Unsuccessful companies treat their people with little empathy. Here’s what successful ones do!
“If a person wants to be successful, he should have a high EQ, Emotional Quotient. If he doesn’t want to lose quickly, he should have a high IQ, Intelligence Quotient, but if he wants to be respected, he should have a high LQ, the Q of Love.” This is how Alibaba billionaire Jack Ma describes his perspective.
How a company treats their people bears consequences for the entire result of the company’s activities.
LQ refers to the intelligence of the heart. The Love Quotient. It is the ability of people to be kind and compassionate to self and others.

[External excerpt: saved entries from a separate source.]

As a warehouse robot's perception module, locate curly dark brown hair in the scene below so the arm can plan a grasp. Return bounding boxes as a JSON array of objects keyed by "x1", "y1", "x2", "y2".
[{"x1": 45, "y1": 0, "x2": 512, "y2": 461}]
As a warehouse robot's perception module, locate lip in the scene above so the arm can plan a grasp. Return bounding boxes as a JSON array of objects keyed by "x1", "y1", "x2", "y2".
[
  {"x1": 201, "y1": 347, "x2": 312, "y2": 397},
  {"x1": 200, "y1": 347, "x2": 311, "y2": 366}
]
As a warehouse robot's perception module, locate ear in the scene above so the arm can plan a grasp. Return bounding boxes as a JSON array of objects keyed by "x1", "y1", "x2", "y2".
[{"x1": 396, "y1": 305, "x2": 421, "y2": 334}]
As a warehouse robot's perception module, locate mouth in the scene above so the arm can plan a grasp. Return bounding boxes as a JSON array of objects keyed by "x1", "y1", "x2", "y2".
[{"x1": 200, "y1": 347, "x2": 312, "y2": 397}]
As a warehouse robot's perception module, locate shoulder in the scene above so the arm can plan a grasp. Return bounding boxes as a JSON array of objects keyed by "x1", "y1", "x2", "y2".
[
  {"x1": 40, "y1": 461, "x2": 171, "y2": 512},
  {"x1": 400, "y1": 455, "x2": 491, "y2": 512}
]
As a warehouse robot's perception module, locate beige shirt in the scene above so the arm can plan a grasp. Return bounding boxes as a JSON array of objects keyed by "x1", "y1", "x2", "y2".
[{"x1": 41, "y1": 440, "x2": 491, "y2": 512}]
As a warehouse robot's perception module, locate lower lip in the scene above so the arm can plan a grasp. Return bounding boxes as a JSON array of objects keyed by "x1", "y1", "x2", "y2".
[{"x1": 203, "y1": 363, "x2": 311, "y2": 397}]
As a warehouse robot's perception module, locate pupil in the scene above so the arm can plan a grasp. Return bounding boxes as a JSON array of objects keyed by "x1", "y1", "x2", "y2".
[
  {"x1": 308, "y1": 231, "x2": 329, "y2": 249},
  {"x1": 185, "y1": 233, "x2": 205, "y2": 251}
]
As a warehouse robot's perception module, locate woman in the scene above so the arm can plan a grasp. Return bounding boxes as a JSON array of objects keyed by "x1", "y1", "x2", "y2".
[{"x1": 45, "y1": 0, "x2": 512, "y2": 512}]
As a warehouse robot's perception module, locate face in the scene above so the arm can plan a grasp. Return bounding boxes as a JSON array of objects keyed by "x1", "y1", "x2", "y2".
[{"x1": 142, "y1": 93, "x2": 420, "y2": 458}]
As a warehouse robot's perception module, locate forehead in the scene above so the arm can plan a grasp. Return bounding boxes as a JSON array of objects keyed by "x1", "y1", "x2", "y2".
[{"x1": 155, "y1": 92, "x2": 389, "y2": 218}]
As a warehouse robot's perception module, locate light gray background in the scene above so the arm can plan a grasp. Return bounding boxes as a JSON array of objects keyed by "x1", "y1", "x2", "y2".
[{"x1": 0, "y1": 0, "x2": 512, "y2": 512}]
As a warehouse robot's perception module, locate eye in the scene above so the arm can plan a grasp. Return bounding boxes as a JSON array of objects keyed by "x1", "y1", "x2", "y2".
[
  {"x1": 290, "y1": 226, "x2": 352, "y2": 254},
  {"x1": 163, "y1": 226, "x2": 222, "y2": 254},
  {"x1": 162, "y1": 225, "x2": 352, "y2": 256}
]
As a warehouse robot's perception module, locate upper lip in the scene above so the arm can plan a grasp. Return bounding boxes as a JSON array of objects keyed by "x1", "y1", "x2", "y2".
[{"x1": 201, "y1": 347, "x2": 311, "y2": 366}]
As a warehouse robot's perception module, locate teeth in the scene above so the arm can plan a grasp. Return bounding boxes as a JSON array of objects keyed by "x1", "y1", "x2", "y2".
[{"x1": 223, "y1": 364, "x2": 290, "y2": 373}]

In the field of intelligence research, an understanding of quality of life has become part of the equation and in a certain way the Love Quotient can be more important for our development and that of our business than EQ or IQ. The Love Quotient begins where Emotional Intelligence ends.

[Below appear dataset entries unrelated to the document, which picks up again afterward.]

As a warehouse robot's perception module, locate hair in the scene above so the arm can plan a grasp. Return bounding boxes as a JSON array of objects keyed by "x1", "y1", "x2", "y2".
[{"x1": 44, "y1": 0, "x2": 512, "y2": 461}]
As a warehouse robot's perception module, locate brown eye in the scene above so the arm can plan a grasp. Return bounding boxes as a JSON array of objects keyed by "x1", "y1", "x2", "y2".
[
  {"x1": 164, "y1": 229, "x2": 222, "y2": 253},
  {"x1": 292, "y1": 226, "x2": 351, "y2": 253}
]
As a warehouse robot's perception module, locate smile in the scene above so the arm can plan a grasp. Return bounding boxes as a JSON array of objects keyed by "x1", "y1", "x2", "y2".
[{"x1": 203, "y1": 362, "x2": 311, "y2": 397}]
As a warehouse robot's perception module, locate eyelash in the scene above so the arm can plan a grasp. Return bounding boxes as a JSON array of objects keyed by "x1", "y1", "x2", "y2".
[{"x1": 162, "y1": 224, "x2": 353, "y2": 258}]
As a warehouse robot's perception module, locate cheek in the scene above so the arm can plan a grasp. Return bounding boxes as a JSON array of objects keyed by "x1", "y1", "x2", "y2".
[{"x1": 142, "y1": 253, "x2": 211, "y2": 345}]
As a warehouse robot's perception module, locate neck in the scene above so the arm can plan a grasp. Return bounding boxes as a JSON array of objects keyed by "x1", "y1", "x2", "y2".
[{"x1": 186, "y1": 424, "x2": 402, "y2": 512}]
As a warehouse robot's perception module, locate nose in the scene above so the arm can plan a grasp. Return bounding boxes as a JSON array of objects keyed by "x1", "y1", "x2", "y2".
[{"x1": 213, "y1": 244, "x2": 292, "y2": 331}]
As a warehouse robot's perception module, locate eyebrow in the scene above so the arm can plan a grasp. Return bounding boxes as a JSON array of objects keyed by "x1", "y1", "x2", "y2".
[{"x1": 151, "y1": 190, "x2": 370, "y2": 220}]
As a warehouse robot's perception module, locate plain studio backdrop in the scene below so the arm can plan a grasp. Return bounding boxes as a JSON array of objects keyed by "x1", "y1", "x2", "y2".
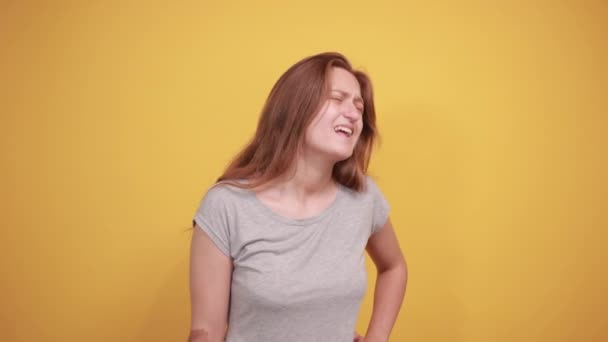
[{"x1": 0, "y1": 0, "x2": 608, "y2": 342}]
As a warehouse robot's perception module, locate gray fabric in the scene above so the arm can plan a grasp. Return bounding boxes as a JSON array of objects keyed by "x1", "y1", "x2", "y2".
[{"x1": 194, "y1": 176, "x2": 389, "y2": 342}]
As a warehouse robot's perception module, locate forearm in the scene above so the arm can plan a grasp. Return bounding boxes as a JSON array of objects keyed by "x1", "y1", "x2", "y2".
[
  {"x1": 188, "y1": 329, "x2": 225, "y2": 342},
  {"x1": 365, "y1": 261, "x2": 407, "y2": 342}
]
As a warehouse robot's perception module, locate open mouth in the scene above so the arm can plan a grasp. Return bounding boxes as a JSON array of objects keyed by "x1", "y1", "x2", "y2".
[{"x1": 334, "y1": 125, "x2": 353, "y2": 138}]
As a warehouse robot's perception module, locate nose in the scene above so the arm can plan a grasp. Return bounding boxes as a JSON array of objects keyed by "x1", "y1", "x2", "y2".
[{"x1": 342, "y1": 103, "x2": 362, "y2": 122}]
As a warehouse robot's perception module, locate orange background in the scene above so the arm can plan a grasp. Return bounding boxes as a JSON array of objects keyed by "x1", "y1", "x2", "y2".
[{"x1": 0, "y1": 0, "x2": 608, "y2": 342}]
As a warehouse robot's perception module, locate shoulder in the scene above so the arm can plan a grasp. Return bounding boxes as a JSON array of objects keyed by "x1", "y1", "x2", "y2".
[{"x1": 202, "y1": 182, "x2": 249, "y2": 207}]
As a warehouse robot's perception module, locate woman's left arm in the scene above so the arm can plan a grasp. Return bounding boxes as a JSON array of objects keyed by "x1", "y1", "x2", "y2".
[{"x1": 365, "y1": 218, "x2": 407, "y2": 342}]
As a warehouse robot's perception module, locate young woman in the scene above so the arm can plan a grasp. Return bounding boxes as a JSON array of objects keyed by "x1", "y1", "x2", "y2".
[{"x1": 190, "y1": 53, "x2": 407, "y2": 342}]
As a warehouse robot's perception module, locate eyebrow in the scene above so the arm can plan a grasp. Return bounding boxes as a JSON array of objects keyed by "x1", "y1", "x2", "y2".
[{"x1": 331, "y1": 89, "x2": 365, "y2": 105}]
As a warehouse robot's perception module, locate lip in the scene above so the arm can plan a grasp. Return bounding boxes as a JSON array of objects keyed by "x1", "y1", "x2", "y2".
[{"x1": 333, "y1": 124, "x2": 355, "y2": 138}]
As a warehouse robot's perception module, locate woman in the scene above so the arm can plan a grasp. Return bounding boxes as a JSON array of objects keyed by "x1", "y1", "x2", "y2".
[{"x1": 190, "y1": 53, "x2": 407, "y2": 342}]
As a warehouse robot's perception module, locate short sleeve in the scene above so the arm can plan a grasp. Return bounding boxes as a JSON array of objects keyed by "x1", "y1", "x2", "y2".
[
  {"x1": 367, "y1": 176, "x2": 390, "y2": 234},
  {"x1": 193, "y1": 186, "x2": 231, "y2": 257}
]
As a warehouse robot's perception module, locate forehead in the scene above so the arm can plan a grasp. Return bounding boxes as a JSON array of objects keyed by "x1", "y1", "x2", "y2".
[{"x1": 329, "y1": 67, "x2": 361, "y2": 96}]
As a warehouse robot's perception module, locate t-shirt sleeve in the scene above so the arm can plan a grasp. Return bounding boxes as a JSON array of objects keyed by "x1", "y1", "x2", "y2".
[
  {"x1": 192, "y1": 187, "x2": 231, "y2": 257},
  {"x1": 367, "y1": 177, "x2": 390, "y2": 234}
]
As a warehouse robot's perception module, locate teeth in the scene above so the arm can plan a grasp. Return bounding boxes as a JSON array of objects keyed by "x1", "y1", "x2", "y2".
[{"x1": 334, "y1": 126, "x2": 353, "y2": 135}]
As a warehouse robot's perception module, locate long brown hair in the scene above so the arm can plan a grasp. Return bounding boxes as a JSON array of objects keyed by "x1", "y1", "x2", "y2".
[{"x1": 217, "y1": 52, "x2": 378, "y2": 191}]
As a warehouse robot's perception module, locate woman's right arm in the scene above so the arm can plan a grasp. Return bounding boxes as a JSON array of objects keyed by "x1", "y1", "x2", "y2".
[{"x1": 188, "y1": 225, "x2": 232, "y2": 342}]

If we combine EQ with LQ, we can more easily develop solutions that are advantageous for everyone involved and that serve not only our own interests, but all of the stakeholders of a company.
Truly caring — means paying attention
To pay attention to an employee, colleague or business partner means to take care of the person, to acknowledge them, to appreciate them, to listen to them.
People long to be seen, valued, and involved.
The outdoor clothing company Patagonia is a great example of how a company’s core values can drive employee engagement and business success at the same time. “Every time we’ve chosen to do the right thing, it turns out to be more profitable.” Describes Patagonia founder Yvon Chouinard. The company believes that employees don’t have to choose between work and family. Both are possible. As well as. Childcare, maternity or paternity leave with an absolute job guarantee. The freedom to practice an outdoor sport during the day, when the snow has just fallen or the surfing waves are good, and you continue working in the evening. Why not?
The product innovation, the stewardship, and the happy workforce all flow out of the profoundly simple goal at Patagonia: “Do well and do good.”